The New York Times has published two reviews of Mel Urofsky’s new biography of Louis Brandeis. I haven’t seen the book yet, but Mel had sent me the page proofs of several chapters earlier this year, and they were great.
Whiles the parts of the book I read struck me as admiring but with appropriate cautionary notes, Brandeis hagiography otherwise appears alive and well. In his review of the book, Alan Dershowitz writes that “the First Amendment’s right of free expression, the Fourth Amendment’s right to privacy and the due process clause’s focus on personal liberty (rather than property) all owe their current vitality to the creative genius of Justice Brandeis.”
With some reservations (Brandeis’s view of the First Amendment was much more utilitarian, in the sense of supporting free speech because he thought it would lead to further Progressive reform, than modern, more libertarian-oriented doctrine), I’ll concede the First Amendment point.
But Brandeis was no great hero of the Fourth Amendment. Brandeis, of course, authored a famous dissent in the 5-4 decision in Olmstead v. United States, holding that the fourth amendment prohibits warrantless wiretapping. But Brandeis was not a consistent advocate of a broad Fourth Amendment. For example, in Carroll v. United States, 267 U.S. 132 (1925), the Supreme Court upheld a warrantless search of a car on suspicion of transporting alcohol. The majority, including Justice Brandeis, concluded that automobiles are distinct from private dwellings for Fourth Amendment purposes. Justice McReynolds, joined by Justice Sutherland, dissented. More generally, the most consistent advocates of Fourth Amendment protections against the excesses of Prohibition enforcement came from several of the “conservative” Justices, especially Justice Pierce Butler, with Brandeis consistently voting in favor of the government.

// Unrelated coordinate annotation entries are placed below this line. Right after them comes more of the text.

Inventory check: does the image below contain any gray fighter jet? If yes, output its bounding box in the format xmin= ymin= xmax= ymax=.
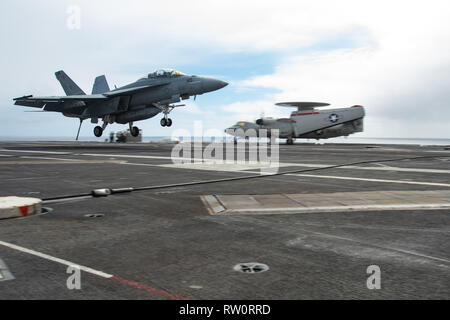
xmin=225 ymin=102 xmax=365 ymax=144
xmin=14 ymin=69 xmax=228 ymax=140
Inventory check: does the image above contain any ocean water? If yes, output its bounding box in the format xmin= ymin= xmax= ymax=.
xmin=0 ymin=136 xmax=450 ymax=146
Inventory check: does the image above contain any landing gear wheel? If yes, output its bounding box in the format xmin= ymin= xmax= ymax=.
xmin=130 ymin=127 xmax=139 ymax=137
xmin=94 ymin=126 xmax=103 ymax=137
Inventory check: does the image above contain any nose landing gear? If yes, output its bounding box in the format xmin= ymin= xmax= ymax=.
xmin=160 ymin=115 xmax=172 ymax=127
xmin=129 ymin=122 xmax=139 ymax=137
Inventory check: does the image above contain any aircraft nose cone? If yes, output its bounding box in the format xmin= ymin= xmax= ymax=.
xmin=203 ymin=78 xmax=228 ymax=92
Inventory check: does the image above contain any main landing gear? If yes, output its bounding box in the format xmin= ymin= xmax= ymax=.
xmin=160 ymin=115 xmax=172 ymax=127
xmin=94 ymin=121 xmax=108 ymax=138
xmin=158 ymin=105 xmax=176 ymax=127
xmin=286 ymin=138 xmax=294 ymax=145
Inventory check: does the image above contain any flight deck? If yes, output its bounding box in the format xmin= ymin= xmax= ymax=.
xmin=0 ymin=142 xmax=450 ymax=300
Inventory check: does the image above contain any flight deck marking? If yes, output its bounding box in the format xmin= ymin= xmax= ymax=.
xmin=287 ymin=173 xmax=450 ymax=187
xmin=0 ymin=240 xmax=188 ymax=300
xmin=0 ymin=149 xmax=450 ymax=174
xmin=0 ymin=259 xmax=15 ymax=281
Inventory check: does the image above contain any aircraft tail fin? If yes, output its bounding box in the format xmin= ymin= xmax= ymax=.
xmin=92 ymin=75 xmax=109 ymax=94
xmin=55 ymin=70 xmax=86 ymax=96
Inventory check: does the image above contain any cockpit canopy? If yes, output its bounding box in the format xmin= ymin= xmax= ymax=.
xmin=148 ymin=69 xmax=187 ymax=78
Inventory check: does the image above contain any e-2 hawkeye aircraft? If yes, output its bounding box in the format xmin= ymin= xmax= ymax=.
xmin=14 ymin=69 xmax=228 ymax=140
xmin=225 ymin=102 xmax=365 ymax=144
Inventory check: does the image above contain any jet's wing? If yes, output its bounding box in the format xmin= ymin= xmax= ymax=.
xmin=104 ymin=81 xmax=170 ymax=97
xmin=13 ymin=82 xmax=169 ymax=108
xmin=13 ymin=94 xmax=108 ymax=108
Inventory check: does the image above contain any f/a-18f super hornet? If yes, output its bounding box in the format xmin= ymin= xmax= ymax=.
xmin=14 ymin=69 xmax=228 ymax=139
xmin=225 ymin=102 xmax=365 ymax=144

When the liberal Warren Court chose to strictly enforce the Fourth Amendment, it naturally looked to helpful precedents, and also naturally sought to cite a “Progressive” forebear, and not one of the discredited “conservative” “Four Horsemen.” And therefore Olmstead became a canonical Fourth Amendment case.
With regard to the due process clause and personal liberty, Brandeis had little to do with the application of the due process clause to non-economic rights. The pioneer in this regard was Justice James McReynolds, who wrote the Court’s seminal opinions in Meyer v. Nebraska, Pierce v. Society of Sisters, and Farrington v. Tokushige. Brandeis joined all of these opinions, but he also made it clear in private conversations with Justice Felix Frankfurter that he supported limiting the Due Process Clause to procedural matters, or even repealing it entirely. If the Court was going to insist on applying the clause to substantive matters, however, Brandeis thought that educational freedom and other personal liberties should be given as much weight as economic concerns.
In short, it’s hard to see how Brandeis gets credit for “the due process clause’s focus on personal liberty,” except, again, that his presence in the majority in these cases allowed the Warren Court to rely on them, rather than ignore or dismiss them as products of the reactionary liberty of contract era.